Stellar Power(Luminosity) Flux

Question

So I was applying some mathematical techniques I learned to physics, and one thing that captured my interest, is the power or luminosity flux of a star. So modeling the situation, taking the scalar field of Luminosity($L$), and the vector surface(stellar surface), $S$, I began by setting up a Surface (Flux, in this case) integral of

$$ \iint_{S}L\,dS $$

Where,

$$ S=\langle r\sin\theta \cos\phi,r\sin\theta \sin\phi,r\cos\theta \rangle \;,\; \theta \, \epsilon \, [0,\pi] \wedge \phi \, \epsilon \, [0,2\pi] $$ $$ L = 4\pi r^{2}\sigma T^{4} $$

$r$ in this model is the invariant stellar radius. Following logic, since $L$ has no explicit dependency on $ \theta $ or $\phi$, I rearranged as:

$$ 4\pi r^{2} \sigma T^{4} \iint_{S} dS $$

Since the integral of dS over S is merely surface area, and our surface is a sphere of radius $ r $, this expression reduces to:

$$ 16\pi^{2} r^{4} \sigma T^{4} $$

The dimensional analysis for this breaks down to $ W \cdot m^{2} $. Isn't flux supposed to be quantity per area?

Answer 1

$ L = \int \int {\bf F} \cdot d{\bf s}$

is where you should start, where $F$ is the flux in units of Watts/m$^2$.

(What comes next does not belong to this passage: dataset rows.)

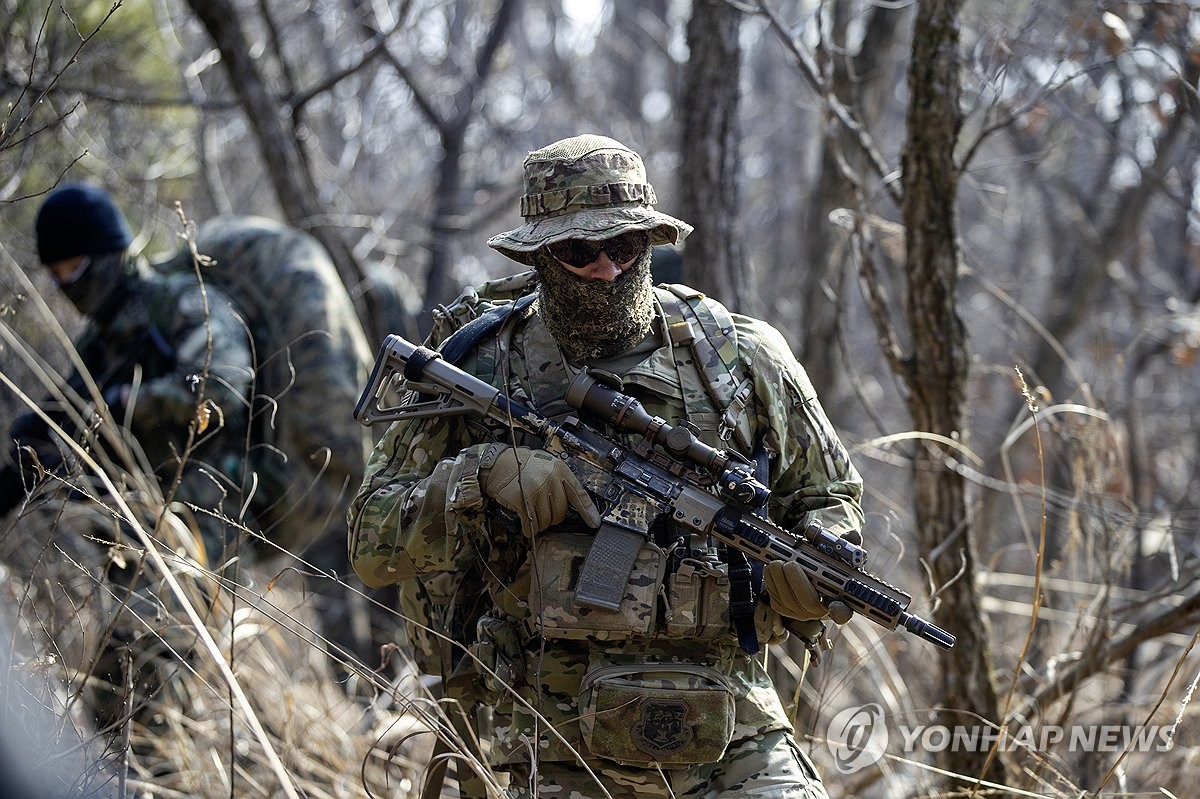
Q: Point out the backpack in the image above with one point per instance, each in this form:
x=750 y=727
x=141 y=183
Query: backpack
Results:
x=311 y=358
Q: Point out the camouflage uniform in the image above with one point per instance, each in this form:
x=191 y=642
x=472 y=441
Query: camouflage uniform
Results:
x=310 y=356
x=167 y=332
x=421 y=516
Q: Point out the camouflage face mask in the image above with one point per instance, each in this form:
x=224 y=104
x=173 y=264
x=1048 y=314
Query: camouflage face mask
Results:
x=595 y=319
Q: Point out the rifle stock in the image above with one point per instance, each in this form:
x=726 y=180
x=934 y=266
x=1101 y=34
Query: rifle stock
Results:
x=670 y=473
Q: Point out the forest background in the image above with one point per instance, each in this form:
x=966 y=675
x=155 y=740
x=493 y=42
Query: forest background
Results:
x=976 y=222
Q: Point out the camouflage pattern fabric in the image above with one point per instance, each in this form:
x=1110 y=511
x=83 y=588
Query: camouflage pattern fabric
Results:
x=586 y=187
x=193 y=364
x=765 y=766
x=310 y=359
x=421 y=512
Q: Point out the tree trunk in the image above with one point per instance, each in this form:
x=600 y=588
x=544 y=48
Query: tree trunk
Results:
x=708 y=175
x=936 y=373
x=294 y=187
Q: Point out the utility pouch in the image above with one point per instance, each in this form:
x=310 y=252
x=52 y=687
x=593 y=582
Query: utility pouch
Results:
x=501 y=660
x=699 y=600
x=670 y=714
x=558 y=560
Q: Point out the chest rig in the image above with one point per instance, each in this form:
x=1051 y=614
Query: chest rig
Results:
x=717 y=390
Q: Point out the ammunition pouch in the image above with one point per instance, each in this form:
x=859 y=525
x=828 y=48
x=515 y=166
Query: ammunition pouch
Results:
x=670 y=714
x=697 y=600
x=555 y=613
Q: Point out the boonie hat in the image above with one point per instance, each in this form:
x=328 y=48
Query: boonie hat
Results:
x=585 y=187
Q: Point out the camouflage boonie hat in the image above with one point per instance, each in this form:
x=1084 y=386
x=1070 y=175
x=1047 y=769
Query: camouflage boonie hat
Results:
x=585 y=187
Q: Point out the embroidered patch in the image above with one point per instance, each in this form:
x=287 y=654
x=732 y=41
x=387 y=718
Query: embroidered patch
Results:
x=663 y=727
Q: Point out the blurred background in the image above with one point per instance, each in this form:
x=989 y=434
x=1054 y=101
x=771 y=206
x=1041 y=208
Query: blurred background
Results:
x=975 y=222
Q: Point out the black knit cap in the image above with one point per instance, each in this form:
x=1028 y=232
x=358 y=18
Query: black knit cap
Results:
x=79 y=220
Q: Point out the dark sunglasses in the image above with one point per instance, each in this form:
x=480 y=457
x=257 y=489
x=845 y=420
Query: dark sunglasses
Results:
x=579 y=253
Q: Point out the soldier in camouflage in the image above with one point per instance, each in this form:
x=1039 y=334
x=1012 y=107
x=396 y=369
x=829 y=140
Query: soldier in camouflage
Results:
x=171 y=358
x=661 y=697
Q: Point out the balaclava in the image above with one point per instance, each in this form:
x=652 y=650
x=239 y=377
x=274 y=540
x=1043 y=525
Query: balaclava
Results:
x=595 y=319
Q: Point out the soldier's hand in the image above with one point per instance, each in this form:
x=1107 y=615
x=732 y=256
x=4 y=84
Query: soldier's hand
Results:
x=539 y=488
x=791 y=592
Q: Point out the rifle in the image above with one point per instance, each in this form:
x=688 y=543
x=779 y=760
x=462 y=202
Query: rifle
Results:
x=669 y=473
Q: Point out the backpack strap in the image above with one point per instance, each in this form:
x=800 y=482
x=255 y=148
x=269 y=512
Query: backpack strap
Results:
x=706 y=326
x=465 y=340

Blackbody flux is given by $\sigma T^4$ and hence an isotropic flux integrated over a sphere

$$ L = \int^{2\pi}_{0} \int^{\pi}_{0} \sigma T^4 r^2 \sin \theta\, d\theta\,d\phi = 4\pi r^2 \sigma T^4$$

Answer 2

$ L $, the term for Luminousity, IS the power flux across a stellar surface. I've been trying to find what I already had. Doing so then resulted in multiplying the flux in essence by distance units $ m $, but in the fourth order of magnitude.